The US government has asked Tesla to recall 158,000 Model S and Model X vehicles over media control unit failures that could pose safety risks by leading to touchscreen displays not working.
The National Highway Traffic Safety Administration (NHTSA) made the unusual request in a formal letter to Tesla after upgrading a safety probe in November, saying it had tentatively concluded the 2012-18 Model S and 2016-18 Model X vehicles “contain a defect related to motor vehicle safety”.
Tesla did not immediately respond to a request for comment but it must respond to NHTSA by January 27th. If it does not agree it must provide the agency “with a full explanation of its decision”.
It is unusual for the agency to formally demand a recall.

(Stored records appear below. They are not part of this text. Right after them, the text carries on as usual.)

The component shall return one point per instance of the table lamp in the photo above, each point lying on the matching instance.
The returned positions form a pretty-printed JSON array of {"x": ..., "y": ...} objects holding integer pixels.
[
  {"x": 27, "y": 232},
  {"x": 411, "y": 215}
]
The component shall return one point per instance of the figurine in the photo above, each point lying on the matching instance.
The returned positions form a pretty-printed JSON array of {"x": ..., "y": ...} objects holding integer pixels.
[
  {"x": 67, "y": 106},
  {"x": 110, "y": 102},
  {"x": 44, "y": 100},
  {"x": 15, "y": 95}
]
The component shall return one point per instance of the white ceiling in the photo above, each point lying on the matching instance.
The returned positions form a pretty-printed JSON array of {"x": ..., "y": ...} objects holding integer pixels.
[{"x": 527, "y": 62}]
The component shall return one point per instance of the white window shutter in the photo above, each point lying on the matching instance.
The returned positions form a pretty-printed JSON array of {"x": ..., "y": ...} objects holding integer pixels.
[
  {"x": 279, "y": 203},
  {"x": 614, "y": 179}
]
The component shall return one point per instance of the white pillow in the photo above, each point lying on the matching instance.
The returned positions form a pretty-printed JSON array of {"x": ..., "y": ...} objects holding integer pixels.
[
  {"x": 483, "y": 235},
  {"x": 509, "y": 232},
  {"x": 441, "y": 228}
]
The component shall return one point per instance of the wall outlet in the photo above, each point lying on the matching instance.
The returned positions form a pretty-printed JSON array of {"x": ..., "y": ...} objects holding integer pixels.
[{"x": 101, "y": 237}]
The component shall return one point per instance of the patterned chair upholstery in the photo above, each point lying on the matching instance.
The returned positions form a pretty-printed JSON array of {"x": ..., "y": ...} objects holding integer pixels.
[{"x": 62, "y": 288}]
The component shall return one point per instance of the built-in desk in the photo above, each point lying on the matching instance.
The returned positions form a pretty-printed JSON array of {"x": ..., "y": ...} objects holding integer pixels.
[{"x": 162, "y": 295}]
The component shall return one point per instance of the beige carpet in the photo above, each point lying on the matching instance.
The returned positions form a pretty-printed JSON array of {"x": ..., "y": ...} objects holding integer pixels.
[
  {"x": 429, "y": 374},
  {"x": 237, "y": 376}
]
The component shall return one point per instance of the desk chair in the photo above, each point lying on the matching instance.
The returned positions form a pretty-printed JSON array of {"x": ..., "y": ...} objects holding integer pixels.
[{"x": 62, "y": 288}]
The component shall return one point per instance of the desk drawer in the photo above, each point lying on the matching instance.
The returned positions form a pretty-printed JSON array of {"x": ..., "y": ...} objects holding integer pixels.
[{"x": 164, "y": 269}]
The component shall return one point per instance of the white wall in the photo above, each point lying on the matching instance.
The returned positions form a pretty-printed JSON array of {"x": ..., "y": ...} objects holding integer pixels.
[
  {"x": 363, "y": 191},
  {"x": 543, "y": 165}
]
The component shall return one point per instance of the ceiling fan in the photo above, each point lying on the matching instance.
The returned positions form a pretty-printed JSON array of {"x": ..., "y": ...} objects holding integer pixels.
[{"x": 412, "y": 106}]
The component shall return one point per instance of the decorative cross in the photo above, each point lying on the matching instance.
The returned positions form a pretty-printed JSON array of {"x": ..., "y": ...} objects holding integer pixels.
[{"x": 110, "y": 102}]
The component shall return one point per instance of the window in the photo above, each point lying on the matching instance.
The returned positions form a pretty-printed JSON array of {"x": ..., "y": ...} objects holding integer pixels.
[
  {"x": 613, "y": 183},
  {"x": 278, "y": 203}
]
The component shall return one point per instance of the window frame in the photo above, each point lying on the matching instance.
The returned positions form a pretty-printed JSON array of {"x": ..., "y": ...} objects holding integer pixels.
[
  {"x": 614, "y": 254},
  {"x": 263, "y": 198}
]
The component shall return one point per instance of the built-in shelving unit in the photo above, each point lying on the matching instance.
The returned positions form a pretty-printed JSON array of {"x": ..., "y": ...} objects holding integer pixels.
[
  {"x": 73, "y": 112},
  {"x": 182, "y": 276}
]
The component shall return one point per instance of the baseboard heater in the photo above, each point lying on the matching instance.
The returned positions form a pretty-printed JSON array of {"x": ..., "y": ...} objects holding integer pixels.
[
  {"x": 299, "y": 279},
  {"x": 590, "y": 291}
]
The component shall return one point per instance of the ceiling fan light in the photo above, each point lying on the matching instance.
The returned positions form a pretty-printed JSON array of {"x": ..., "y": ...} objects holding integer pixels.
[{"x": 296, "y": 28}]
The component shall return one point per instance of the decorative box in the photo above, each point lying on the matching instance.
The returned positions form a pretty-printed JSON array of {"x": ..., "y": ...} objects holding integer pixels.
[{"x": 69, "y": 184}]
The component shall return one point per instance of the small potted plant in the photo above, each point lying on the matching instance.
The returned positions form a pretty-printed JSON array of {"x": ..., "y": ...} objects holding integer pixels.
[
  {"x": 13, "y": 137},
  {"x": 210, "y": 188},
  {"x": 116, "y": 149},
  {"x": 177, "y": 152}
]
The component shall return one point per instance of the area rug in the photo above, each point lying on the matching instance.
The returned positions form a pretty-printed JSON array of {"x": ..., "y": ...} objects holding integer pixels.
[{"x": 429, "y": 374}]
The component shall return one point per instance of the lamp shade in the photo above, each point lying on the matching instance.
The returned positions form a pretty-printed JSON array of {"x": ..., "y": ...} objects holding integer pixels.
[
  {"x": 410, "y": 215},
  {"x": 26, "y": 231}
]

Automakers typically voluntarily agree to a recall if sought in discussions by regulators.
The agency said it sought the recall after considering “Tesla’s technical briefing presentation … and evaluated Tesla’s assertions”.

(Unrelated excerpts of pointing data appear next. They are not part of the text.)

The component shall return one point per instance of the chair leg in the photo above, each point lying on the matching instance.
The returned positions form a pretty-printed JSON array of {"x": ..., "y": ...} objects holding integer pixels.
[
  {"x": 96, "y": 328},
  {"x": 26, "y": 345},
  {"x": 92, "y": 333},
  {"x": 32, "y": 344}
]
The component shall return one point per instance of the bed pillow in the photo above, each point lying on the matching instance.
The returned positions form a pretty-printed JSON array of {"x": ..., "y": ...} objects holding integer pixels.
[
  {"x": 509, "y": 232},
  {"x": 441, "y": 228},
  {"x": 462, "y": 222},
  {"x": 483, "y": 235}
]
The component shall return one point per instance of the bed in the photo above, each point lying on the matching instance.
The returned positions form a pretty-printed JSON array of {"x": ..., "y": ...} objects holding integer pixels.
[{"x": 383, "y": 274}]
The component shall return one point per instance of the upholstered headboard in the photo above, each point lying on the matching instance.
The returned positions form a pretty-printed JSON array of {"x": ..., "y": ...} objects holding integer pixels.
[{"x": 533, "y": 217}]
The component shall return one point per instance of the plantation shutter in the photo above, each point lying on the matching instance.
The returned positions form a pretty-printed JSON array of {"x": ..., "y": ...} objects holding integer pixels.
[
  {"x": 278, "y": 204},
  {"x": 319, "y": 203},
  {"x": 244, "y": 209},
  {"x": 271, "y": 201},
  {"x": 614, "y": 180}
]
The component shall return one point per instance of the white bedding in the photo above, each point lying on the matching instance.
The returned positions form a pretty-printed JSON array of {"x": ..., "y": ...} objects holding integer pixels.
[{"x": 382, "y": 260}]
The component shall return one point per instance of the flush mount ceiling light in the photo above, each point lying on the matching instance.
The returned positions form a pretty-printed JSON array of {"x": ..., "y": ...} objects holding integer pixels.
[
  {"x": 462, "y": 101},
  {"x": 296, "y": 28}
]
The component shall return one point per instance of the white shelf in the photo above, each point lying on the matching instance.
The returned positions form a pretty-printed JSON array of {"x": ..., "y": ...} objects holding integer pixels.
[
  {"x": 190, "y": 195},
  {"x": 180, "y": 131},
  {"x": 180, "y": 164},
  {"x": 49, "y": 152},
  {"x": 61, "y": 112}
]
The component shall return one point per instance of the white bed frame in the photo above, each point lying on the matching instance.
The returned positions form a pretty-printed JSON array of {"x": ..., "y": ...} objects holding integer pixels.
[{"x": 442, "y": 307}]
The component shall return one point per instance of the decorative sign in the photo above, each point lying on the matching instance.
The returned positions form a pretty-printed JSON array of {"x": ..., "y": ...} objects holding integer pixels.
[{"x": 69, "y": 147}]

NHTSA said “during our review of the data, Tesla provided confirmation that all units will inevitably fail given the memory device’s finite storage capacity”.

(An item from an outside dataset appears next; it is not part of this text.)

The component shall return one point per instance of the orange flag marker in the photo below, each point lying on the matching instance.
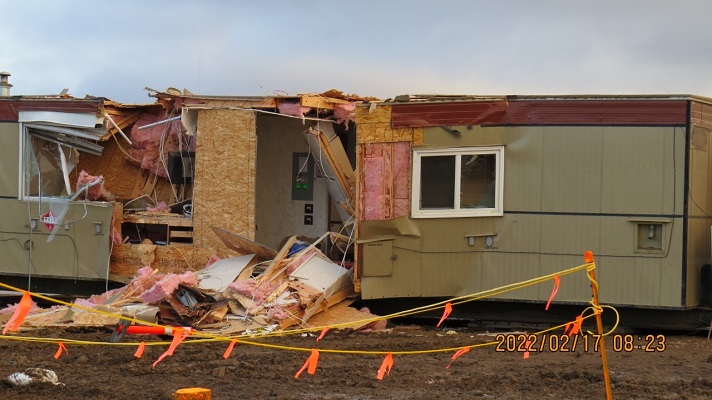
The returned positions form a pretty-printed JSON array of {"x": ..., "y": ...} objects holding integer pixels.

NHTSA said other automakers have issued numerous recalls for similar safety issues, the agency told Tesla, including a detailed list of prior callbacks.
The agency said touchscreen failures posed significant safety issues, including the loss of rearview/backup camera images. It noted nine recalls by other automakers for similar problems.
The Tesla vehicles that lose touchscreen use may see driver assistance Autopilot system and turn signal functionality impacted due to potential loss of audible chimes, driver sensing, and alerts associated with these vehicle functions, NHTSA said.
It said loss of alerts tied to systems such as Autopilot “increases the risk of a crash occurring because drivers may be unaware of system malfunctions”.